Even more recent research conducted at Flinders University, reported in today’s Advertiser, smashes the myth that games simply reduce academic achievement, but stops short at suggesting that they have positive effects. This research is great because it is a large analysis taking in lots of data.
The main finding of this research is that ‘Despite widespread suggestions that video-gaming negatively affects academic achievement, the evidence is inconclusive’ (Drummond & Sauer 2014). This is useful research because above all it counsels caution, suggesting that we don’t leap to conclusions about the effect of video game use, no matter how good our intentions are.
Most importantly, this research found some variation in the relationship between gaming and academic performance across schools. In other words, it may be something about the school that influences whether gaming is beneficial or harmful. This further suggests that we need to be careful in making assumptions or generalisations about the value or harm of gaming.
In short, there is no substitute for parents being engaged in their child’s gaming activities – observe them, play with them, and discuss what they’re playing and the experiences they are having with games.

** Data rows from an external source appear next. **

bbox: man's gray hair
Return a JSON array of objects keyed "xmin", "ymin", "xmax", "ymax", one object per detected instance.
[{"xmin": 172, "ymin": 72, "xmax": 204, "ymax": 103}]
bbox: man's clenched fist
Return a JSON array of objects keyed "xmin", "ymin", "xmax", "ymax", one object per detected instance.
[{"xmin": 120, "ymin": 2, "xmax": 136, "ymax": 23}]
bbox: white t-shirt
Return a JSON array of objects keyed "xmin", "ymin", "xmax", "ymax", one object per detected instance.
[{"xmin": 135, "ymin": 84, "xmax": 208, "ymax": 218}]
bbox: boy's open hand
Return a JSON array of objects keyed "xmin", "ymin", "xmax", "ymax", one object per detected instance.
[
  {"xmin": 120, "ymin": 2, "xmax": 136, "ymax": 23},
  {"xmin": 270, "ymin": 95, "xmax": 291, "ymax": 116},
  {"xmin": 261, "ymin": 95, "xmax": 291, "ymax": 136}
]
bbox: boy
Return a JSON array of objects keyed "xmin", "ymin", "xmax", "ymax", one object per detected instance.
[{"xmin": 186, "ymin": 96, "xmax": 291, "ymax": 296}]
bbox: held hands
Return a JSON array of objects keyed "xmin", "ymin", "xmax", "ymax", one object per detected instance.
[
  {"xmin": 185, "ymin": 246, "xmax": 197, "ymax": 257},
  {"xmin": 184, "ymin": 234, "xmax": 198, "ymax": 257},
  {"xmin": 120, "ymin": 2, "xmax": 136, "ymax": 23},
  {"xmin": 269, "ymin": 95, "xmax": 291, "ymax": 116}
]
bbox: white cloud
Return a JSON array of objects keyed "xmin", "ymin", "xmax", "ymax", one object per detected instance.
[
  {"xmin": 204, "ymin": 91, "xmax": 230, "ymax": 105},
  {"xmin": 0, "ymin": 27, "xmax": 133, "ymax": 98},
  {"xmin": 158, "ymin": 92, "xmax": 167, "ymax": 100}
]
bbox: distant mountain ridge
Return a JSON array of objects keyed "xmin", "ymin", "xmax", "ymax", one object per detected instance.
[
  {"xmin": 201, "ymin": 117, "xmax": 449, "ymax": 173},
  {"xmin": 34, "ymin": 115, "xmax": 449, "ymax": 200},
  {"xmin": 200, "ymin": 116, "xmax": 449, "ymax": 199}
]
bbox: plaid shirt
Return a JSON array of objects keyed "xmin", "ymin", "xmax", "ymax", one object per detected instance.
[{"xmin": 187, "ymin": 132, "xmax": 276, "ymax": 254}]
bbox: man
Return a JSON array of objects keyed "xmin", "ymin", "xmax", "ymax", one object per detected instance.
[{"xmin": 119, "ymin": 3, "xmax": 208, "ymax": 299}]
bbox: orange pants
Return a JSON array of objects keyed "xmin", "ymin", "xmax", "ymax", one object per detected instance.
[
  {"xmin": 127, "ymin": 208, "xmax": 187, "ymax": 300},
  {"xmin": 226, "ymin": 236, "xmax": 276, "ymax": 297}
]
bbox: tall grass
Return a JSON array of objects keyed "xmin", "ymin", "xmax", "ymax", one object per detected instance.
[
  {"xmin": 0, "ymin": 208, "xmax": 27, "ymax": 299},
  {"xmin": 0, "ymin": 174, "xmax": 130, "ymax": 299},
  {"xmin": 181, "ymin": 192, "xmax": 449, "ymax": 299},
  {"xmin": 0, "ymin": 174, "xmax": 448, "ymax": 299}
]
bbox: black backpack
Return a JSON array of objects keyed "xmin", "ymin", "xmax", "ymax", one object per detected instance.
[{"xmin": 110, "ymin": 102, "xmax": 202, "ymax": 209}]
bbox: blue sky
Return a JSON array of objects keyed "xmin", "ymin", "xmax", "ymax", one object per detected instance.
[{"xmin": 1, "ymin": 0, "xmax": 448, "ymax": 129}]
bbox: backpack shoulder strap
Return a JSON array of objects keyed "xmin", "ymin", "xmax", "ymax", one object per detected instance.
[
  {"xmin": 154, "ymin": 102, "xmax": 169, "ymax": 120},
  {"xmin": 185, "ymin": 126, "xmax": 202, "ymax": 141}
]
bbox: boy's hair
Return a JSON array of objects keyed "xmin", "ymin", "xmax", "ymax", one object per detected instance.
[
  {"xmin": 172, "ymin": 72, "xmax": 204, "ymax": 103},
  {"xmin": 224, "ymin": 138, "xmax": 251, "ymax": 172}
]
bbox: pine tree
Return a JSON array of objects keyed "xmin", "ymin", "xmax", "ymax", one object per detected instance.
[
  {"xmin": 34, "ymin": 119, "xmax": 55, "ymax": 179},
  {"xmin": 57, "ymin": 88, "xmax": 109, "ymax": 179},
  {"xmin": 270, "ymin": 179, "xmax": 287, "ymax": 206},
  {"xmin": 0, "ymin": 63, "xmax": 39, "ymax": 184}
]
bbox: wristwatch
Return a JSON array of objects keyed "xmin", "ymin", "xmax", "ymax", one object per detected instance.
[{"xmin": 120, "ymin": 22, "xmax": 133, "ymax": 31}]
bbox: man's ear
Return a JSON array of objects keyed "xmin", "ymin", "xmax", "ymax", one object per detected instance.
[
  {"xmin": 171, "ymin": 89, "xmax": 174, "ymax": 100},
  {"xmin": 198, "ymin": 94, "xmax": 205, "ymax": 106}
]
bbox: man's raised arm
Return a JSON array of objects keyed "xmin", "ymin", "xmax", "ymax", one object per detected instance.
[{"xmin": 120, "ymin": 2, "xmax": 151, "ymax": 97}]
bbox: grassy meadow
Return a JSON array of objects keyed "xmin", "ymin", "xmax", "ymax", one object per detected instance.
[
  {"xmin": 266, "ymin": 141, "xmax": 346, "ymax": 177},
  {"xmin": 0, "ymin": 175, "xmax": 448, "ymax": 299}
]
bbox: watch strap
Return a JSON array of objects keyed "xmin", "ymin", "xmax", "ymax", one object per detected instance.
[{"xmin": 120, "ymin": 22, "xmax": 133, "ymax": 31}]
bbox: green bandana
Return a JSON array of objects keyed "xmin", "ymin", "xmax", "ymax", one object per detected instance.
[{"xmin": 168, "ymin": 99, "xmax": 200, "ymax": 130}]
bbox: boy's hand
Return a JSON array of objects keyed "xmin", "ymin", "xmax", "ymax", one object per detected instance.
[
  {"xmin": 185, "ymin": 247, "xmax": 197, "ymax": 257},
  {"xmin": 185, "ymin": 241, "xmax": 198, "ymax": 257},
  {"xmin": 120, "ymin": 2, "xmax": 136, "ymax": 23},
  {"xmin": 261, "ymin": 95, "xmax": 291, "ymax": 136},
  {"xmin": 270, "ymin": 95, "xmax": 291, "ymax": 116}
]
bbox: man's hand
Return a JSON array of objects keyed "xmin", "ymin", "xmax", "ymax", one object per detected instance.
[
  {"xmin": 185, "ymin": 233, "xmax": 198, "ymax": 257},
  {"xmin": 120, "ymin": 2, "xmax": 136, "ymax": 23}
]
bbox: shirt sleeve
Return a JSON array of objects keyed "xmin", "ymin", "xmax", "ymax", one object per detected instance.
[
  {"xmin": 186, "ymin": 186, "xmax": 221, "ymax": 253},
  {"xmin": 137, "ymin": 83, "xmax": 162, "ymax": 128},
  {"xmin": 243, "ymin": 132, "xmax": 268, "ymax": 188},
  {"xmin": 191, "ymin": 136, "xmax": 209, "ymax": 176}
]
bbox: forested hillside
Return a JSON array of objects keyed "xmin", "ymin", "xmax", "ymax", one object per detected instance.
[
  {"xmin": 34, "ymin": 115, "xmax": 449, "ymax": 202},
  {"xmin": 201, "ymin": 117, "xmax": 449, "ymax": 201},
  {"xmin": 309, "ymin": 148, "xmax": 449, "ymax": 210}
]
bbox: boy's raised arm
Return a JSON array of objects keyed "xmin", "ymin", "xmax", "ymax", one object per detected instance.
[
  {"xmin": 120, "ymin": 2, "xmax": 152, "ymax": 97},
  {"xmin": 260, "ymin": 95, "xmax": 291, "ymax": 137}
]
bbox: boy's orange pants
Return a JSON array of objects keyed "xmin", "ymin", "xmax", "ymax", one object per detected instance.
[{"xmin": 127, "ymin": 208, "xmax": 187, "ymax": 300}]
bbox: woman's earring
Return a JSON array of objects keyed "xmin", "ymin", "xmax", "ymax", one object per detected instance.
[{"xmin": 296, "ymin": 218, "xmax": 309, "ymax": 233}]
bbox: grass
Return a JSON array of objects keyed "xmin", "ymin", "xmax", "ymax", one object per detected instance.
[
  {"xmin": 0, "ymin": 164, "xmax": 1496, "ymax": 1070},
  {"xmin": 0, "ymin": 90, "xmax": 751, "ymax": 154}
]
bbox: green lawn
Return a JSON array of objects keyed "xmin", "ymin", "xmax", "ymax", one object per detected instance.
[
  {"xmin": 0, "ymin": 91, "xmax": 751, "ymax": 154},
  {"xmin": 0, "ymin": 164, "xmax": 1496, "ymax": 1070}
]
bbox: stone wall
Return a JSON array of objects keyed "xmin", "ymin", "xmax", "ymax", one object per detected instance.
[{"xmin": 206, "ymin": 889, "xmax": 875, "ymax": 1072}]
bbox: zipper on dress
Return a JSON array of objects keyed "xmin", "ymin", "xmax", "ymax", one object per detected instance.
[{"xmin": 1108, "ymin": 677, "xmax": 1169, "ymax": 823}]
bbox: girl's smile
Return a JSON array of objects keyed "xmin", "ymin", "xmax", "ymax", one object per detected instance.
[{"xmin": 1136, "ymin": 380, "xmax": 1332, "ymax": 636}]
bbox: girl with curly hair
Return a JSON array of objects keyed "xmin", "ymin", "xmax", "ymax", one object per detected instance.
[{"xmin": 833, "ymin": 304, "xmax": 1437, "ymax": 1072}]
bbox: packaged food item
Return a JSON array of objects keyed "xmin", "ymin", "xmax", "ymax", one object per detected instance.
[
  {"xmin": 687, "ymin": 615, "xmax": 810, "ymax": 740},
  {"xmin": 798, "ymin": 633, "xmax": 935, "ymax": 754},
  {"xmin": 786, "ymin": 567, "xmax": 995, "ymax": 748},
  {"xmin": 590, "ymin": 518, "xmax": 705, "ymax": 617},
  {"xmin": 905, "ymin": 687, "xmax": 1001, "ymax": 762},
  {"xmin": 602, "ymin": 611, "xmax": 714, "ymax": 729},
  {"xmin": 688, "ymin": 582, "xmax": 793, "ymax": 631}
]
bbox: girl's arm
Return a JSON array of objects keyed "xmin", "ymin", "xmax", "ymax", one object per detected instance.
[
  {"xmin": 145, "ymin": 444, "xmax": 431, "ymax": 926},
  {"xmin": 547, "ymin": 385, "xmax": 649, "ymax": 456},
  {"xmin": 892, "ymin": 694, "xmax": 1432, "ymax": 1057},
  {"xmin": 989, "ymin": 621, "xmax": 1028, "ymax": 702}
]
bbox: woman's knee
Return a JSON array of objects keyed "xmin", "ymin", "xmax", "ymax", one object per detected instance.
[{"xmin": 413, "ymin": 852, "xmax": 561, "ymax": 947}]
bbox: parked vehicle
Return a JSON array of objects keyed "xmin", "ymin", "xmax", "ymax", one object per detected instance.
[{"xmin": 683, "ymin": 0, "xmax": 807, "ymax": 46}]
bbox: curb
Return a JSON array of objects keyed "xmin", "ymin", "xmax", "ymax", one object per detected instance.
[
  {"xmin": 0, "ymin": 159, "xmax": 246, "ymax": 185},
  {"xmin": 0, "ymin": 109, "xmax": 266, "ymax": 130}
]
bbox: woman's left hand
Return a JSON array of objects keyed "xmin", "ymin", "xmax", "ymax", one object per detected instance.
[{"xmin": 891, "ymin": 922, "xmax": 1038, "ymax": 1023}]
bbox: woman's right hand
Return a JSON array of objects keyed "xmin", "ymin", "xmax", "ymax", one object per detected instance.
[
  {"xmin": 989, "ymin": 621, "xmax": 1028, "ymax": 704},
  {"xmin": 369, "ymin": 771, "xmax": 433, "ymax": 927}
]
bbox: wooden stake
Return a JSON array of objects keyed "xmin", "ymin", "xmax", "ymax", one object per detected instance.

Obviously if the amount of gaming significantly impacts upon the time on task in schoolwork, that’s not a good look. Some types of games might be more beneficial than others, so it might be useful to encourage problem-solving games, or puzzle games, or narrative-driven games, to develop in children a richer sense of the life of the mind. Ultimately they will grow up needing to regulate their own media usage, and so some careful guidance, boundaries, and explicit development of this self-regulatory capacity will serve them in good stead for years to come.